Improvement remains theme as Ireland prepare for jump up in class

Andy Farrell has backed the players who scraped past Scotland to take the extra steps required to overcome the greater challenge a rampant Wales will bring to Dublin on Saturday.

Improvement remains theme as Ireland prepare for jump up in class

Andy Farrell has backed the players who scraped past Scotland to take the extra steps required to overcome the greater challenge a rampant Wales will bring to Dublin on Saturday.

The new head coach’s reign got off to a steady if unspectacular start at the Aviva Stadium last weekend in the unforgiving confines of a Guinness Six Nations opener but Farrell is well aware that the problems posed by a much-improved, far feistier Scotland than previously witnessed are at a lower level than the questions that will be asked of Ireland by the reigning Grand Slam champions.

Rather than change things up in advance of that test, Farrell has tasked all but two of those sent out against the Scots to sit the Welsh examination.

With debutant No 8 Caelan Doris stood down following a failed Head Injury Assessment after just eight minutes last Saturday, and centre Garry Ringrose unavailable until the fourth-round game against Italy having injured a finger that required surgery, the head coach has chosen the men who finished in their stead, Peter O’Mahony and Robbie Henshaw, to take on last October’s World Cup semi-finalists and help make the improvements in attack, defence and at the set-piece that tempered the reviews of their 19-12 win.

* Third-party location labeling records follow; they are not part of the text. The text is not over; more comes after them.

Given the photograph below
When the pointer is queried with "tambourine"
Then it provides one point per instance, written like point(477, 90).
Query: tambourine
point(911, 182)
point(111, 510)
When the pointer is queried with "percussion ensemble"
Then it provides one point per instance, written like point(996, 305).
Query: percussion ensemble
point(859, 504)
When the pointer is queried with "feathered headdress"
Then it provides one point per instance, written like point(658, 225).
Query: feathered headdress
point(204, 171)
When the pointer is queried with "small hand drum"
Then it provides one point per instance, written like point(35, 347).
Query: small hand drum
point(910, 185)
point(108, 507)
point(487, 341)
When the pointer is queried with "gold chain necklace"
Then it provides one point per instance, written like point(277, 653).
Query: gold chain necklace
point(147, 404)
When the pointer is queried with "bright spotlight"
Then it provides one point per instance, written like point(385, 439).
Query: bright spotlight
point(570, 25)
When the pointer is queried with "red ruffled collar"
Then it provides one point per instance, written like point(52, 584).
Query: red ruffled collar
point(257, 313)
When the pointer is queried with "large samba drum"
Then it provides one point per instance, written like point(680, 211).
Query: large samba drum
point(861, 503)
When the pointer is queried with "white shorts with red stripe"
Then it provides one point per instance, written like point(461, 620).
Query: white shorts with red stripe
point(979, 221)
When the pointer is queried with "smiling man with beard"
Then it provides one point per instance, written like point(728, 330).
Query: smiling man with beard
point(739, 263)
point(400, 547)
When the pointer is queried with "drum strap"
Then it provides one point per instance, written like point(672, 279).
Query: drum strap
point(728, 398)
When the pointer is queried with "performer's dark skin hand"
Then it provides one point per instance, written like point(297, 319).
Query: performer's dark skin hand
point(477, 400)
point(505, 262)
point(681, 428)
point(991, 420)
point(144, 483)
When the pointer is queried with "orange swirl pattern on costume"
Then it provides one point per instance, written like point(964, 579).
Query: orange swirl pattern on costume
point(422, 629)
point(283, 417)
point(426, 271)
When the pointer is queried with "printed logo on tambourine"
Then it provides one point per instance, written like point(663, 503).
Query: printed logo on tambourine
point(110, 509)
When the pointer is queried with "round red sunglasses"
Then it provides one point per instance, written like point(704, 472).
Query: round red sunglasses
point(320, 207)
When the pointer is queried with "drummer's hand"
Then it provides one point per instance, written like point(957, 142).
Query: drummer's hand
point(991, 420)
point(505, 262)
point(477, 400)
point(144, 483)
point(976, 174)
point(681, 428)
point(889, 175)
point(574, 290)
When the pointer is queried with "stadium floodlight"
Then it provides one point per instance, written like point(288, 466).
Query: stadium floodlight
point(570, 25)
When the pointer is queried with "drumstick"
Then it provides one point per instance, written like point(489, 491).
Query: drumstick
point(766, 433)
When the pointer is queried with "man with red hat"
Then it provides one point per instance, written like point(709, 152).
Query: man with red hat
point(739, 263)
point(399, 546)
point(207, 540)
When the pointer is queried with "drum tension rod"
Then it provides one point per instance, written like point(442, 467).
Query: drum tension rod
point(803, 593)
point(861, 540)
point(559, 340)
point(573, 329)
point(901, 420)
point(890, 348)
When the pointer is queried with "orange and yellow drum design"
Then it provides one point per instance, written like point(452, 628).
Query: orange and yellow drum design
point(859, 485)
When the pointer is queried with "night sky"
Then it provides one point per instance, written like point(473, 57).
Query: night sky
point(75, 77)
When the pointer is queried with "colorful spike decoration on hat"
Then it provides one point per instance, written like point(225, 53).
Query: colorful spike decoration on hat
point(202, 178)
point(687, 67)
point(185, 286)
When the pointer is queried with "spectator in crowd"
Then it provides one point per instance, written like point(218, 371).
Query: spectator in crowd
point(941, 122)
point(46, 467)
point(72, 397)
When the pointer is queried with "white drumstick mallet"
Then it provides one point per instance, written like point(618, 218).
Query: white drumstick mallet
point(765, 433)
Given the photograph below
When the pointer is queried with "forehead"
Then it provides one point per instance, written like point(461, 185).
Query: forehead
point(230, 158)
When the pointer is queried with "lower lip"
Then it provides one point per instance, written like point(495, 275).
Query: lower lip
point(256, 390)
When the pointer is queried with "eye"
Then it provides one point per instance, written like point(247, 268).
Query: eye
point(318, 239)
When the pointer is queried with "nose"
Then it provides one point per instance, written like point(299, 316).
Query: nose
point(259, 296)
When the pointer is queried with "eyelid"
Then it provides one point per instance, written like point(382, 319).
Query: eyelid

Otherwise, it is as you were. Conor Murray, whose performance at scrum-half last weekend was efficient and constructive if not the blockbuster return that would have silenced his many doubters, was at least enough to persuade the one person whose opinion really matters that he should remain in the number nine jersey to take on Wales, leaving the much-vaunted John Cooney to cool his jets once more from the bench and no doubt generate a similar roar that greeted his entrance on 60 minutes against Scotland at a similar stage this weekend rather than from the off.

His was a good 20 minutes but the die appeared to have been cast as early as last Saturday night when Farrell gave Murray his seal of approval and suggested the Munster man was coming back to his best form on his 79th Ireland appearance.

“He played with higher tempo at times, he was right in the thick of it when we were going pretty well in the opposition ‘22 in the first half,” the head coach had said of Murray.

“In the second half, he was looking for holes and getting out there a little bit more than what we’ve seen him in the past.

Some of his kicking was exceptional, one or two went astray but, like everyone, there’s some things to work on, he’ll be happy enough, Conor, he worked tirelessly for a good stint there.

Improvement has been the theme since the squad reconvened to prepare for Wales, starting with an open and honest review of Saturday’s performance on Monday. Necessarily so, because Wales, 42-0 victors over Italy in Cardiff, will be a far more dangerous opponent than a Scottish team whose visits to the Irish 22 were in double figures but came away with just six points for their efforts.

“We’ve been over that this morning,” Farrell said yesterday. “There was a mixed bag of the reasons why they got into our 22, whether it be from execution or a poor decision or a penalty — going off our feet, I remember that — or a couple of poor kicks allowed them in there even at the start of the game.

“They flowed into our 22 and camped down there for quite some time. I’ve always said, obviously I’ve been a defence coach for a long time, that Scotland are unbelievably hard to defend against. They’ve a box of tricks and they’re really threatening and we saw that at times.

We had to stand for something at the weekend and the true grit that I mentioned after the game, when our backs were to the wall a little bit, we managed to dig deep and make those two-men hits and slow the ball down.

“Having said that, again, we’ve been honest with our review and said ‘it was good, it needs to be better’. Obviously the Hogg situation where he dropped the ball in the corner, there’s a few things we needed to fix up there that were wrong and we can try to be better at the weekend because we probably need to be.”

Farrell’s bench selection does make for more interesting reading, with Keith Earls returning to the matchday squad as outside back cover following a knee injury, Ulster’s in-form utility back Will Addison having been ruled out with a calf injury.

While Doris, 21, was stood down owing in a part to a previous concussion this season playing for Leinster, replacement loosehead prop Dave Kilcoyne did retain his spot on the bench despite also failing a Head Injury Assessment early in the second half last Saturday.

The Munster prop will still have to complete his return to play protocols and Jack McGrath is on standby. O’Mahony’s return to the back row at blindside flanker means a promotion for uncapped Leinster forward Max Deegan.

“He’s got all the attributes of a great back rower. You go into the unknown a little bit with international rugby but we feel he is ready. His ball-playing ability, his spatial awareness coming on to the ball and using his footwork. He’s got nice soft hands at the same time.

"He’s got good leg drive in his carry. He’s a great all-round footballer and we think he will add a dimension to us, especially in attack off the bench.”